More commonly today and to an an even more exaggerated extend within the black community, there seems to be great priority in snagging men through pressure. Men are expected to yield to the pressure to marry women they impregnate even if those women have won no more feelings from these men than sexual arousal. Men are supposed to marry women because women "deserve" to be married or because men are obligated to marry them. Men are supposed to marry women even if doing so sacrifices their happiness and emotional well being. Many women feel that they must force men to respect them as opposed to winning men's respect. They feel that they must force men to accept responsibility as opposed to helping create an environment that inspires men to accept responsibility.
Today, men are no longer the kings of their castles. They generally don't even share the rule. Women rule the nest nowadays even when a man is in the house and they don't rule it based on being deserving, but rather by fighting a battle that their men overwhelmingly cannot win. Men hate to argue with their women, especially with the irrational way that women fight and argue. Such arguing and discourse is stressful for men while women seem to strive on it. So men give in and become resentful. Such resentment manifests in the passive aggressive ways so many women complain about and prompts men to keep their eyes open for ways out as soon as something they feel is better comes along.
Back in the day, women were socialized early on to be good wives.

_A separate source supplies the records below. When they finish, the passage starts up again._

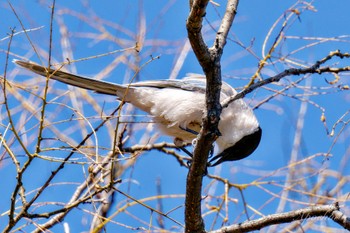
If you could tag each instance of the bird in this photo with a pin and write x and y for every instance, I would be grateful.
(178, 106)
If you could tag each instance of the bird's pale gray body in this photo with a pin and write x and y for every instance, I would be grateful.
(175, 104)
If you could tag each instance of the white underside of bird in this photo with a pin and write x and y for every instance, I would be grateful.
(176, 105)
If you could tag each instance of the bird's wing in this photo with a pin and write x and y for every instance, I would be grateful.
(185, 84)
(72, 79)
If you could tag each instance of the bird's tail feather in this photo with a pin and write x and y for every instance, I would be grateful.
(75, 80)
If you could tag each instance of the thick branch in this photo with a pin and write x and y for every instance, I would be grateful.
(330, 211)
(209, 59)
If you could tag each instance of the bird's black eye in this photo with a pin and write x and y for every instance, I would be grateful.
(242, 149)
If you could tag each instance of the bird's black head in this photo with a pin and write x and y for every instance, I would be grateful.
(240, 150)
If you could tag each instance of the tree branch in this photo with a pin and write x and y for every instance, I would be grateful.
(330, 211)
(314, 69)
(209, 60)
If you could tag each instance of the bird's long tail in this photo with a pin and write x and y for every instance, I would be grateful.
(75, 80)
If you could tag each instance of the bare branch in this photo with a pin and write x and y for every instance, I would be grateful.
(330, 211)
(314, 69)
(209, 60)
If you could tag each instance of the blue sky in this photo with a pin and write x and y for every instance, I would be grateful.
(163, 26)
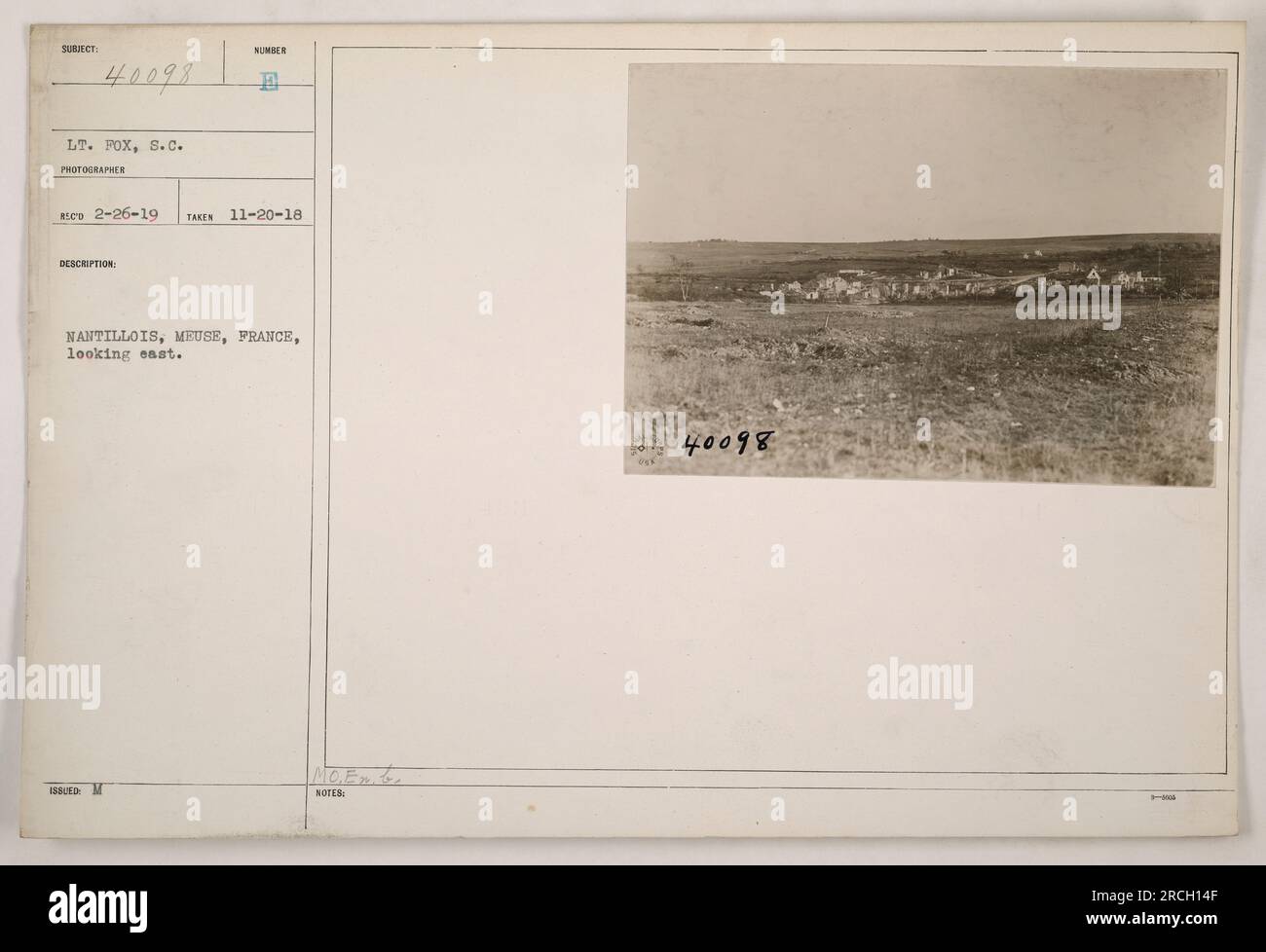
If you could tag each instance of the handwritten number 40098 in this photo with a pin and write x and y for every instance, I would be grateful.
(692, 443)
(139, 76)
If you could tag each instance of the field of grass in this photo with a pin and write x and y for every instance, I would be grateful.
(843, 388)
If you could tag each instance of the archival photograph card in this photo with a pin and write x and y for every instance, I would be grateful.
(355, 354)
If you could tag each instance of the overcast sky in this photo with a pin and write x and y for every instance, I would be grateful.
(828, 154)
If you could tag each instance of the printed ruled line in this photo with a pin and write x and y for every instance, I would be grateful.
(291, 131)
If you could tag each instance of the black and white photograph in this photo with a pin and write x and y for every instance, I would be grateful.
(945, 273)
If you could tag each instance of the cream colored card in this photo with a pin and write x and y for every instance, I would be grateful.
(804, 429)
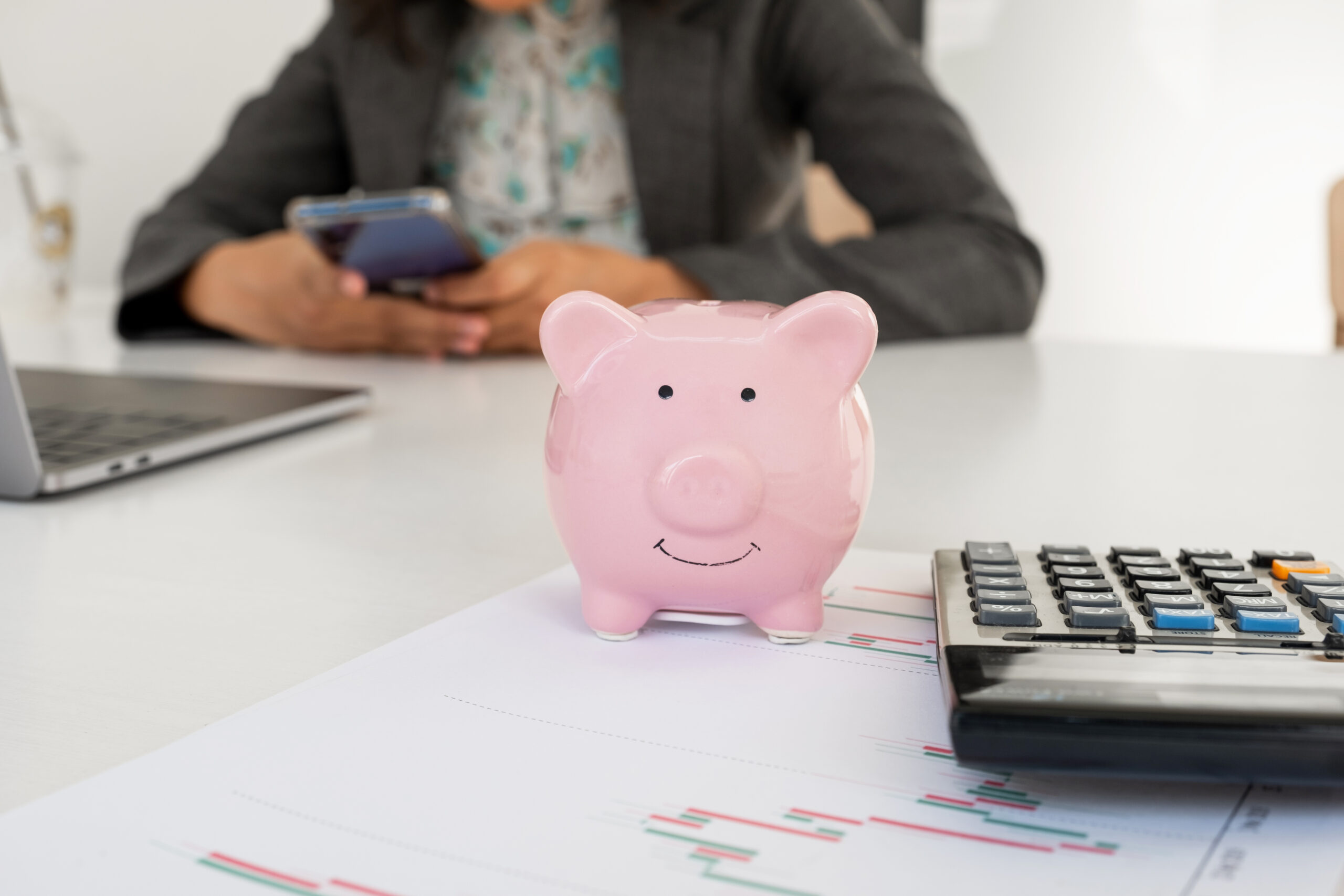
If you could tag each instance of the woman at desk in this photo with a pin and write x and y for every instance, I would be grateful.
(639, 148)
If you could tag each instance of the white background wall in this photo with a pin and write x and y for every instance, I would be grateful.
(1172, 156)
(145, 88)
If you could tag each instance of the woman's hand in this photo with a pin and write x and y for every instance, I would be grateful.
(280, 289)
(514, 291)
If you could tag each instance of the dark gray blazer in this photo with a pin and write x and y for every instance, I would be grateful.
(721, 97)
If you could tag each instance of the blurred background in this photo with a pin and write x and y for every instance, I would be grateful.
(1174, 157)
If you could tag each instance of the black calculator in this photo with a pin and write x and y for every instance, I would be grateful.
(1191, 664)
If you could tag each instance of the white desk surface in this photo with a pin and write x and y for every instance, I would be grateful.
(136, 613)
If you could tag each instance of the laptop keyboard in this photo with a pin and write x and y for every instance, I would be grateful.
(68, 437)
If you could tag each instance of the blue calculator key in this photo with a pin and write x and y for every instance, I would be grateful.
(1090, 599)
(990, 553)
(1314, 593)
(1172, 602)
(1098, 617)
(1330, 609)
(1266, 558)
(1015, 614)
(990, 596)
(1199, 620)
(1297, 579)
(995, 568)
(1258, 621)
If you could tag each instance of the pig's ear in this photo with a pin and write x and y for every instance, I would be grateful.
(579, 330)
(836, 332)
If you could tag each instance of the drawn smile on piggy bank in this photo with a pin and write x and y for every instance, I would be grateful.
(697, 563)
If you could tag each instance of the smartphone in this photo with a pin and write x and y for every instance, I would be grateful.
(397, 239)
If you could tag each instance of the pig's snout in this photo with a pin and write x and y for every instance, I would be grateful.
(707, 489)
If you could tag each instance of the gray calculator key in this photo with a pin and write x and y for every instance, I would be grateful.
(1141, 561)
(1189, 554)
(990, 553)
(1116, 551)
(1158, 574)
(1077, 573)
(1062, 549)
(1085, 585)
(1314, 593)
(1098, 617)
(1235, 602)
(1297, 579)
(1076, 559)
(1148, 586)
(1085, 599)
(1172, 602)
(1016, 614)
(995, 568)
(1330, 608)
(1265, 558)
(1245, 589)
(1215, 563)
(1227, 575)
(985, 596)
(1000, 582)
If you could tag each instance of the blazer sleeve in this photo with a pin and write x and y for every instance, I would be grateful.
(947, 257)
(282, 144)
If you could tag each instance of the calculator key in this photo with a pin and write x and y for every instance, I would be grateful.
(1064, 549)
(1016, 614)
(987, 596)
(1160, 574)
(1257, 621)
(1117, 551)
(1172, 602)
(1330, 609)
(1146, 586)
(1098, 617)
(995, 568)
(990, 553)
(1215, 563)
(1084, 585)
(1141, 561)
(1235, 602)
(1314, 593)
(1199, 620)
(1245, 589)
(1297, 579)
(1281, 568)
(1095, 599)
(1076, 573)
(1187, 554)
(1266, 558)
(1227, 575)
(1076, 559)
(1000, 582)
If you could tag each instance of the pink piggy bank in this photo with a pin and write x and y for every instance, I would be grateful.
(707, 457)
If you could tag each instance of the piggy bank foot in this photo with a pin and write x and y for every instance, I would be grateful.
(788, 637)
(616, 636)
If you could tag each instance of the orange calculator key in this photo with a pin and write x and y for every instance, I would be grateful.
(1281, 568)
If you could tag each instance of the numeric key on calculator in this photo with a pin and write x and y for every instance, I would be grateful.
(1014, 614)
(990, 553)
(1098, 618)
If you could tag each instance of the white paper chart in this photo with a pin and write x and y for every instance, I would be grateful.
(506, 750)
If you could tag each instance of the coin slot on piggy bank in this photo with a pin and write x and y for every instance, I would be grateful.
(683, 495)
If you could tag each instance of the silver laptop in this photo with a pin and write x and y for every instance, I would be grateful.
(62, 430)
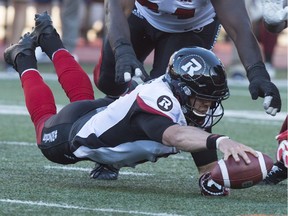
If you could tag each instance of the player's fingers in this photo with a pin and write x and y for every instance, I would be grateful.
(285, 159)
(138, 72)
(127, 76)
(267, 102)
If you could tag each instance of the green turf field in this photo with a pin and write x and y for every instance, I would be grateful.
(31, 185)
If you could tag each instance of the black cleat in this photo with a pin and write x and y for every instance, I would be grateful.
(43, 25)
(277, 174)
(26, 46)
(104, 172)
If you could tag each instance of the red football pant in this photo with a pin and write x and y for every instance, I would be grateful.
(39, 98)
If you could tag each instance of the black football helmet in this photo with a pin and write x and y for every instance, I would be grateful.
(197, 72)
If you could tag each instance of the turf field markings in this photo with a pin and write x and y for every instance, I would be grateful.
(66, 206)
(238, 114)
(88, 170)
(17, 143)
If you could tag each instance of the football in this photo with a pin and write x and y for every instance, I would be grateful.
(240, 175)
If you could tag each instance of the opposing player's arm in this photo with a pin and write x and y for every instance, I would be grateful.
(118, 31)
(234, 18)
(275, 14)
(192, 139)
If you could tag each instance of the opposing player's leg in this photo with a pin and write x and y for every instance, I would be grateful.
(105, 73)
(71, 76)
(278, 172)
(38, 96)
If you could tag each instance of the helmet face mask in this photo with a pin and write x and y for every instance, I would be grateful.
(197, 73)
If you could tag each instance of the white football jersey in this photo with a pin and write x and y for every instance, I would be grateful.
(176, 15)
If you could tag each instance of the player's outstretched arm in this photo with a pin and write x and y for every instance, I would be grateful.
(275, 15)
(235, 20)
(127, 64)
(192, 139)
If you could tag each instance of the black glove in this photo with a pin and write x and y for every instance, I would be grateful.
(261, 86)
(127, 65)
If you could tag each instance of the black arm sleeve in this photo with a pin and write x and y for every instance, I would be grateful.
(152, 125)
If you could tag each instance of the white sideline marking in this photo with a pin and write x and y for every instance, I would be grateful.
(238, 114)
(66, 206)
(88, 170)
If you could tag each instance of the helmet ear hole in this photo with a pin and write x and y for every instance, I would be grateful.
(196, 71)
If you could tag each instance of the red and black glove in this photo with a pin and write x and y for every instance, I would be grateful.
(261, 86)
(282, 151)
(127, 64)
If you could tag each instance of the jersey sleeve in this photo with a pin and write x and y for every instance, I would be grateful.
(152, 125)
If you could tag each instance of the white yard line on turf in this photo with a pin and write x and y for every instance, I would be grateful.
(239, 114)
(66, 206)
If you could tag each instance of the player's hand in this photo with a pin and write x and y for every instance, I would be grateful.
(261, 86)
(127, 65)
(274, 12)
(235, 149)
(282, 151)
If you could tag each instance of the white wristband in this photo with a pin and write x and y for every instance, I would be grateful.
(219, 140)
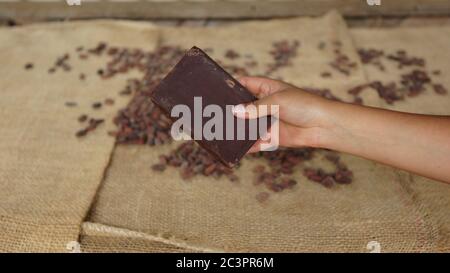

When a guy impregnated a woman, he could be reasonably confident she would make a decent wife. Nowadays, a man has no idea what he will get. Pleasing a man is currently low priority for women and often seen as demeaning. Men are viewed by women as unemotional creatures who are available to be verbally and physical beat up at a whim, yet when men allow such abuse, the women lose respect for them. So a man has a choice of being looked down on by his woman or fighting her to a degree that endangers the relationship. It's a lose-lose situation. Men are more and more avoiding such nonsense and women, in common irrational form, can't see this for the world and routinely accuse men of being immature and non-committing.
Black women, specifically, seem to have larger egos than other women; egos that are almost male-like. Such egos make any type of submission to their men or any type of catering to their men's egos out of the question while these same black female egos are satisfied when they demean their men. It is not uncommon for black men to be cursed out by their women even when not deserving of it. If a black man complains, he is asked to "man-up" and take it, yet if he takes in in stride, he is viewed as a punk. Making a suggestion to a black woman is commonly interpreted as telling her what to do and often results in a firm "nigga, shut up". Hell raising is a common response by black women to anything they disagree with. Black men are not supposed to have any feelings, any needs, any desires, opinions, wants, etc. in a relationship unless they are thugs or players. Thugs and players are treated like kings, yet rarely make good husbands and fathers.
Winning a man's heart should be first priority. Not trapping him with pregnancy. Not throwing the coochie at him from the jump. Not starting the relationship by throwing your kids off on him under the guise of a packaged deal. You should inspire him to love you through sweetness and supporting his efforts to be a man. Show him that when he comes home to you, he will come home to comfort. In a world of 5 billion, the only importance a man has is the importance he has within his own home. Support him building his own personal castle and he will love, protect and provide for you till the end. Leave the male-like egos behind. They are quite unappealing.